何度も書いた。
’経済学という学問はないという学者がいる‘。
その理由を「経済に関する現象の説明が学者によって違う(=定義があいまい)から」と書いた。
例1。
戦前のアメリカのニューヨークの1か月続いた「株価大暴落」の原因の説明が、学者によって違う。
例2。
直後の10年間続いた「世界恐慌」の原因の説明が、学者によって違う。
例3。
「株価大暴落」と「世界恐慌」との関係(あるのかないのかも含めて)の説明が、学者によって違う。

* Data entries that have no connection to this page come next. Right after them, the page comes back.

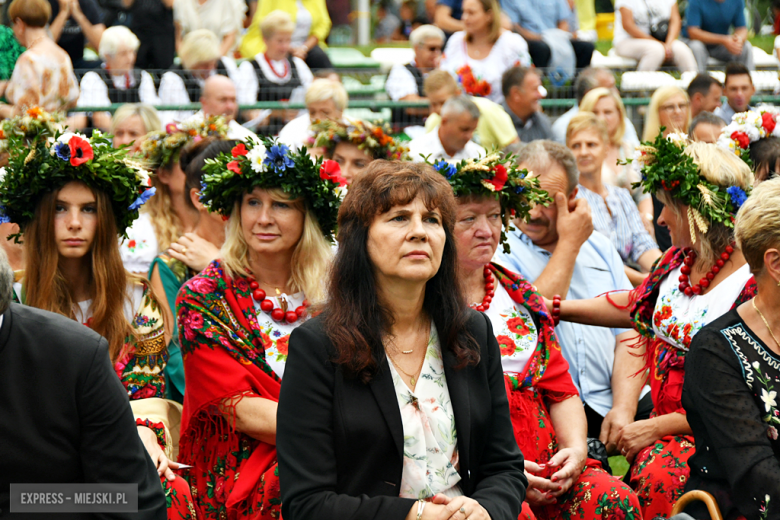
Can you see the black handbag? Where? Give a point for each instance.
(658, 30)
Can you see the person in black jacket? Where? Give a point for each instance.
(64, 415)
(393, 404)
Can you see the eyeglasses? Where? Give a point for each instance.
(678, 106)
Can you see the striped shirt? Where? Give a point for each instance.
(623, 226)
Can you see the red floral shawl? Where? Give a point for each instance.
(546, 374)
(665, 362)
(224, 357)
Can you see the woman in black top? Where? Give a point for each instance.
(732, 380)
(393, 403)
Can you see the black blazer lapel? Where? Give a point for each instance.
(384, 393)
(458, 385)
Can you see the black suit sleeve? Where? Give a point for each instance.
(111, 451)
(305, 442)
(501, 480)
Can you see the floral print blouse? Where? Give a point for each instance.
(430, 438)
(677, 318)
(276, 334)
(515, 331)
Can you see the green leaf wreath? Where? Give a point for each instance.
(665, 166)
(47, 164)
(496, 176)
(268, 164)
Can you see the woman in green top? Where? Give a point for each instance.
(190, 254)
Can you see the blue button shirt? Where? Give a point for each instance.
(589, 350)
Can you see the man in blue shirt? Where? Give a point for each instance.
(558, 251)
(708, 23)
(532, 18)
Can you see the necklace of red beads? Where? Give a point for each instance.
(490, 290)
(278, 314)
(690, 259)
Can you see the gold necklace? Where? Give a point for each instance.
(765, 323)
(412, 378)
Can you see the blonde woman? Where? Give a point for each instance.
(131, 122)
(325, 100)
(201, 58)
(235, 319)
(608, 107)
(168, 215)
(699, 279)
(669, 108)
(479, 55)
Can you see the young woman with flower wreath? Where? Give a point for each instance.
(235, 319)
(755, 137)
(72, 200)
(696, 281)
(356, 144)
(168, 215)
(548, 420)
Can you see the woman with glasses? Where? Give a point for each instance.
(670, 109)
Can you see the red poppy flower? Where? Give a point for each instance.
(239, 150)
(499, 177)
(331, 171)
(80, 151)
(741, 138)
(768, 122)
(506, 345)
(518, 326)
(234, 167)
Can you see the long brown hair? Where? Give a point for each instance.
(354, 319)
(46, 288)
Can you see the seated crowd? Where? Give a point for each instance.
(256, 313)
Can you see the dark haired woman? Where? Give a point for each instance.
(393, 404)
(235, 319)
(190, 254)
(71, 220)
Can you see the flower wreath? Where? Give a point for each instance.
(748, 127)
(34, 122)
(665, 167)
(160, 149)
(268, 164)
(373, 139)
(517, 190)
(45, 165)
(472, 85)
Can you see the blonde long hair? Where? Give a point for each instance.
(311, 257)
(45, 287)
(591, 99)
(166, 223)
(653, 118)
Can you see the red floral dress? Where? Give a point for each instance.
(659, 472)
(545, 378)
(224, 348)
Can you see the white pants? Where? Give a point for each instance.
(651, 54)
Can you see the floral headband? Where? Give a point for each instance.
(372, 139)
(494, 175)
(45, 165)
(664, 166)
(160, 149)
(268, 164)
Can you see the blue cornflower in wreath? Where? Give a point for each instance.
(267, 164)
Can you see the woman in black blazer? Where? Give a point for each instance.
(377, 417)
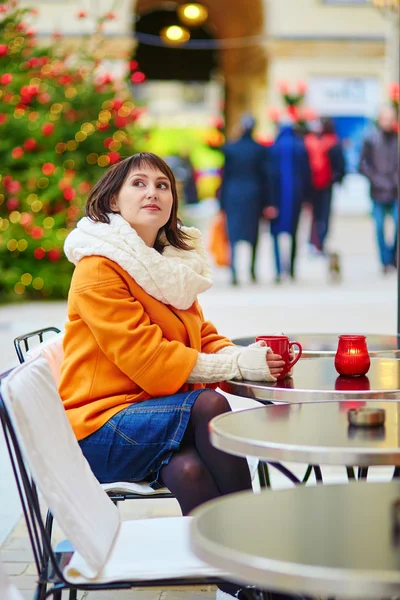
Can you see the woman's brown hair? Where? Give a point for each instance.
(108, 187)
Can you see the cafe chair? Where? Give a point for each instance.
(51, 348)
(102, 552)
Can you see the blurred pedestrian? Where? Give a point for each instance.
(243, 193)
(379, 163)
(327, 167)
(289, 185)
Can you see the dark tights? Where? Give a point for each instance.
(198, 472)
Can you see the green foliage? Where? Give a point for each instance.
(62, 121)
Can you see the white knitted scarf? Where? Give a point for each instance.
(174, 277)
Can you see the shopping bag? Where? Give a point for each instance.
(219, 241)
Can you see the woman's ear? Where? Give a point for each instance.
(114, 204)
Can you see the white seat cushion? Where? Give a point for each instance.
(140, 487)
(146, 549)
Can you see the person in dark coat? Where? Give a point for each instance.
(379, 163)
(290, 183)
(243, 193)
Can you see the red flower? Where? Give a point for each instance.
(39, 253)
(17, 152)
(12, 203)
(47, 129)
(138, 77)
(283, 87)
(65, 79)
(274, 114)
(54, 254)
(48, 169)
(116, 104)
(114, 157)
(84, 187)
(30, 144)
(37, 233)
(301, 87)
(120, 122)
(6, 79)
(69, 194)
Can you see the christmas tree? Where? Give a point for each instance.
(63, 120)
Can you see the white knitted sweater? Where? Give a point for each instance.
(175, 277)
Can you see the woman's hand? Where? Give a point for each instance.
(275, 363)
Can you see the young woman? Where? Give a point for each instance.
(138, 353)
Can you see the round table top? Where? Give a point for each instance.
(310, 433)
(316, 380)
(327, 540)
(325, 344)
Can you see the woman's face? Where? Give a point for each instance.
(145, 202)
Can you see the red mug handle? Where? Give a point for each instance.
(299, 353)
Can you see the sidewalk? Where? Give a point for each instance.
(364, 301)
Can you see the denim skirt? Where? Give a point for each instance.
(136, 442)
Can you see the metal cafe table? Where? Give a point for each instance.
(316, 380)
(325, 344)
(338, 540)
(313, 433)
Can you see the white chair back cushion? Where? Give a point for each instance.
(83, 510)
(7, 590)
(52, 350)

例1~3を言い換えると、経済の予測はできないということである。
にもかかわらず。
例1例2 の経験から、アメリカ政府は、預かったカネを貸すだけではなく活用(=投資)していた“銀行”に、預かったカネを守り、リスクの高い活用(=投資)を禁じ、リスクの高い活用(=投資)を別会社にする法律をつくった。
いわゆる「銀証分離」である。
「銀」は客から預かったカネを貸すだけの「銀行」、「証」は客から預かったカネを活用(=投資)する別会社の「証券会社」である。
しかし。
カネを貸すだけで活用(=投資)できなくなった銀行が不満を強く政府に訴え、リーマンショックの10年前に、法律は廃止された。
しかし。
リーマンショックで起きた“金融不安”で、ふたたび銀証分離が議論され、ヨーロッパでは法律ができた。
リーマン-ブラザーズ投資銀行(投資銀行は証券会社)のように、破綻するものは破綻させるのが資本主義である。
しかし。
a b によって、世界各国、お笑いのような”大きすぎてつぶせない”政策が常態(=資本主義に反する国家の救済)になって、銀証分離が無意味になっている。
a 銀行・証券会社の買収・合併によって、グローバルな巨大銀行・巨大証券会社が誕生した。
b スマホ革命で、’虚実の情報‘が瞬時に地球を1周し、世界的金融不安になる事態が生じた。
*グローバル・グローバリズム・グローバリゼーションの日本で使われる意味はほぼ同じで、世界的規模(/世界標準)にすること。→きっちょむ辞書。*リーマンショック=2008年、アメリカのリーマン-ブラザーズ投資銀行の破綻がきっかけとなった、世界的金融危機と世界同時不況。リーマンショックは日本だけの呼称である。